Section 61 of the Federal Taxation Statutes states that “gross income means all income from whatever source derived,” including rents. I.R.S. §61 (West 2008). However, Section 280A of the Federal Taxation Statutes provides a tax loophole of which homeowners must be aware. Section 280A(g) states if a taxpayer uses a dwelling as a residence and the unit is rented for less than 15 days during a taxable year, then the income generated from such use shall not be included in gross income under section 61. I.R.S. §280A (West 2008). The World Equestrian Games start on September 25 and end on October 10. Since the World Games occur for a period of sixteen days, homeowners cannot rent their residence for the entire duration of the event and receive the benefit of section 280A.

Over the next month, citizens of Kentucky will have the opportunity to make thousands of dollars by vacating their homes and renting them to tourists. The World Equestrian Games provide an opportunity for homeowners to generate funds to pay off their mortgage and cover living expenses. However, if homeowners are not aware of section 280A, the World Equestrian Games could result in taxpayers having an increased taxable income and large tax due come April 15th.

World Equestrian Games Bring Tourists (and Transient Tax?)




This post was written by staff member Tanner James.

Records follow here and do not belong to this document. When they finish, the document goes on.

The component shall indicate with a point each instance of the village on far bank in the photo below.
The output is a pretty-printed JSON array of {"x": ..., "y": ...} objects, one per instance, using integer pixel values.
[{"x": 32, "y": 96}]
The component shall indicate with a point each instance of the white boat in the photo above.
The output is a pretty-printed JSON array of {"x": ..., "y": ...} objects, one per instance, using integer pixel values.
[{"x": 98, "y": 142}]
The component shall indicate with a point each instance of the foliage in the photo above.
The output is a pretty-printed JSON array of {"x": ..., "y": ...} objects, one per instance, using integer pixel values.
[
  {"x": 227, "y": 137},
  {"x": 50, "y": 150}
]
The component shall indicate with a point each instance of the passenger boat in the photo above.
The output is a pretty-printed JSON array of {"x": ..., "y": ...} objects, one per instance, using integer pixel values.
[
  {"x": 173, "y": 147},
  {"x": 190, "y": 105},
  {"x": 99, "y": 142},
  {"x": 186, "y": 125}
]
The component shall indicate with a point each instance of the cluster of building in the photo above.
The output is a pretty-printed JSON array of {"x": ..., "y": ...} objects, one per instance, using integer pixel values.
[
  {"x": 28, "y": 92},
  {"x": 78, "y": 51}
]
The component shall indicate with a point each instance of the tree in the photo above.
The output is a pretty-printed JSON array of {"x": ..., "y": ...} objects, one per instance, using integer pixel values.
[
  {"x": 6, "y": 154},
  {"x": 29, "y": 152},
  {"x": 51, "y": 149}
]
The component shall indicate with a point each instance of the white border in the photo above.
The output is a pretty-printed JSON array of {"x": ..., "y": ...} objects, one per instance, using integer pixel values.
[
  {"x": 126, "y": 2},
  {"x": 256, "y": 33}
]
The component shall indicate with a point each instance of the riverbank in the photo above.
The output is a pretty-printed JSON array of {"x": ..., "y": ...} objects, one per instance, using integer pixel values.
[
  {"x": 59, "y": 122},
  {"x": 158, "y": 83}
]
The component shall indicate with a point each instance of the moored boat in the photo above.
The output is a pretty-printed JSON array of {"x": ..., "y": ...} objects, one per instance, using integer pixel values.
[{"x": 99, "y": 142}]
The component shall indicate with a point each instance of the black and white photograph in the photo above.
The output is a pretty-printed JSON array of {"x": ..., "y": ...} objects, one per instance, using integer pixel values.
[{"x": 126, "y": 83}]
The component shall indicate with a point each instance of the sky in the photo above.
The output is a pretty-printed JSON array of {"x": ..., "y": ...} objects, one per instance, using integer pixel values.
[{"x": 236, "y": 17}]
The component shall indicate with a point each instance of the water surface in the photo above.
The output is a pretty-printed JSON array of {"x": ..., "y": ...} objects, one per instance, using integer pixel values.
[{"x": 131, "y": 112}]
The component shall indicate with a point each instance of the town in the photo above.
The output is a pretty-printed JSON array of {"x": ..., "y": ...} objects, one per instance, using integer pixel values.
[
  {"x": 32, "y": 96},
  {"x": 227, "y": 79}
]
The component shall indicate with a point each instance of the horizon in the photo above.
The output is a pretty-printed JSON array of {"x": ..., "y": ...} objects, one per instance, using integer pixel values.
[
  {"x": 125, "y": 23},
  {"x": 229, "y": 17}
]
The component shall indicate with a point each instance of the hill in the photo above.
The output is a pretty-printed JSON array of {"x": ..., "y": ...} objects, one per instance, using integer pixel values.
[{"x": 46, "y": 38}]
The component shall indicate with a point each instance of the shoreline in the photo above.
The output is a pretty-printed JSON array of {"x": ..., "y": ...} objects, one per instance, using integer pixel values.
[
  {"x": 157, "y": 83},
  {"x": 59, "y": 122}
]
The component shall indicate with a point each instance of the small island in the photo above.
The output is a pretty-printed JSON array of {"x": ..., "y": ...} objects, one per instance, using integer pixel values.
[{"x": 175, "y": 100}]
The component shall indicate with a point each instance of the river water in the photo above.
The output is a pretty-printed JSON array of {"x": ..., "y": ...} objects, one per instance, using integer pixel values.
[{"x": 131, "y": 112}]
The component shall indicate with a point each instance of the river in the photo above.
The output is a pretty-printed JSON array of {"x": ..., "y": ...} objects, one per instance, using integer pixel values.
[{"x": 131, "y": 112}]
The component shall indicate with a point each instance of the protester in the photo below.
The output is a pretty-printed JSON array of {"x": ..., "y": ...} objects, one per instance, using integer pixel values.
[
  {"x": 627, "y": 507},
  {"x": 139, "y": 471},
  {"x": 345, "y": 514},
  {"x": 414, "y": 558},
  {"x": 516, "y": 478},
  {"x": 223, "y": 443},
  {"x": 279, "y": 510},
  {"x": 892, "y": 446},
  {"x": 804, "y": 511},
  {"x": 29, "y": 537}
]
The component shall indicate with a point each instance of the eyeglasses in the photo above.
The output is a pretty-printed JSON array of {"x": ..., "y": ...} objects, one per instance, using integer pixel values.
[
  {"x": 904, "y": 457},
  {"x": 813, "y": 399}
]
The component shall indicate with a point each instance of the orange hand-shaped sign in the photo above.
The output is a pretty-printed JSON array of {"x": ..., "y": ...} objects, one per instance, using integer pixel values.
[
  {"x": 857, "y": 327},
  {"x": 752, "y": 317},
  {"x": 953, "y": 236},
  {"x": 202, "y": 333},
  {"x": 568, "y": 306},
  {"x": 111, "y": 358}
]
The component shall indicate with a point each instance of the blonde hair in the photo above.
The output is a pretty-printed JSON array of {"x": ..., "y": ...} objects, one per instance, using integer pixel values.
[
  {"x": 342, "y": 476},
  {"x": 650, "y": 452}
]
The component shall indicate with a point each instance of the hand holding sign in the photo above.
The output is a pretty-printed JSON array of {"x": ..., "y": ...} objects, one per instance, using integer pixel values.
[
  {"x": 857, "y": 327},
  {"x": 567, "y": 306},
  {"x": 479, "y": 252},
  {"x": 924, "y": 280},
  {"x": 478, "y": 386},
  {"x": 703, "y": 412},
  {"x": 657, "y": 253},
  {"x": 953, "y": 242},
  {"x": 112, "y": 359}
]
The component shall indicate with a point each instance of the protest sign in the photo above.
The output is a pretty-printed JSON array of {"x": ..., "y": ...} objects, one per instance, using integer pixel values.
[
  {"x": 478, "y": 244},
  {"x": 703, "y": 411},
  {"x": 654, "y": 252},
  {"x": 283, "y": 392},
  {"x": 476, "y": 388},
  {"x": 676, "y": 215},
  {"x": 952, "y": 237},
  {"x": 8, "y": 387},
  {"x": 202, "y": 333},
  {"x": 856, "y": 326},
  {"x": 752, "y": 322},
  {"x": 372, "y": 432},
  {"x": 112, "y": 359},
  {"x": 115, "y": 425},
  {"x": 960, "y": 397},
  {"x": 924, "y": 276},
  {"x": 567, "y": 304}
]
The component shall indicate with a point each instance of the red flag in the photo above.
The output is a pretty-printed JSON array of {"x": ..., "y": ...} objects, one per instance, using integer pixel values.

With the Alltech FEI World Equestrian Games coming to Lexington in September of 2010, masses of spectators will likely descend upon the Commonwealth in record numbers. Local hotels and inns will thrive, but at some point they will almost certainly reach maximum occupancy, and the prospect of cashing in on this problem has come to the attention of local homeowners. Many Lexington residents are willing to rent out their homes to the city’s newest visitors—for a healthy fee, of course. But things may not be so simple.

As of this writing, Lexington officials are engaged in research and deliberation regarding state and municipal laws that may present obstacles to the would-be temporary lessors. Linda Blackford, WEG rentals might face hurdles, LEXINGTON HERALD LEADER, available at http://www.kentucky.com/news/local/story/894703.html. From zoning laws to health department rules, these rentals may be subject to the same legal standards as full-sized hotels. Id. Particularly complex and noteworthy, however, is the potential for tax liability. Id.

Established by the Kentucky Code, there exists a “special transient room tax” that may be levied by an urban-county government upon “all persons, companies, corporations, or other like or similar persons, groups, or organizations doing business as motor courts, motels, hotels, inns, or like or similar accommodations businesses.” Ky. Rev. Stat. Ann. §91A.390(1) (West 2008). Monies collected from this tax are for the benefit of tourist and convention commissions under the theory that hotels, motels, inns, etc. all benefit from the use of this revenue. Lexington v. Motel Developers, Inc., 465 S.W.2d 253, 254 (Ky. 1971).

The amount of the tax is initially restricted to no more than three percent (3%) of the rental price, though additional taxes may be applied dependant upon factors too complicated and numerous to discuss here. Ky. Rev. Stat. Ann. § 91A.390 (West 2008).

This all adds up to substantial source of confusion for those wishing to rent out their homes, as well as for Lexington officials who must research and clarify the issue. Will local homeowners be taxed like hotels? Or, will the state provide for an exemption? The answers to these and related questions stand to have a substantial impact on the atmosphere surrounding the World Equestrian Games.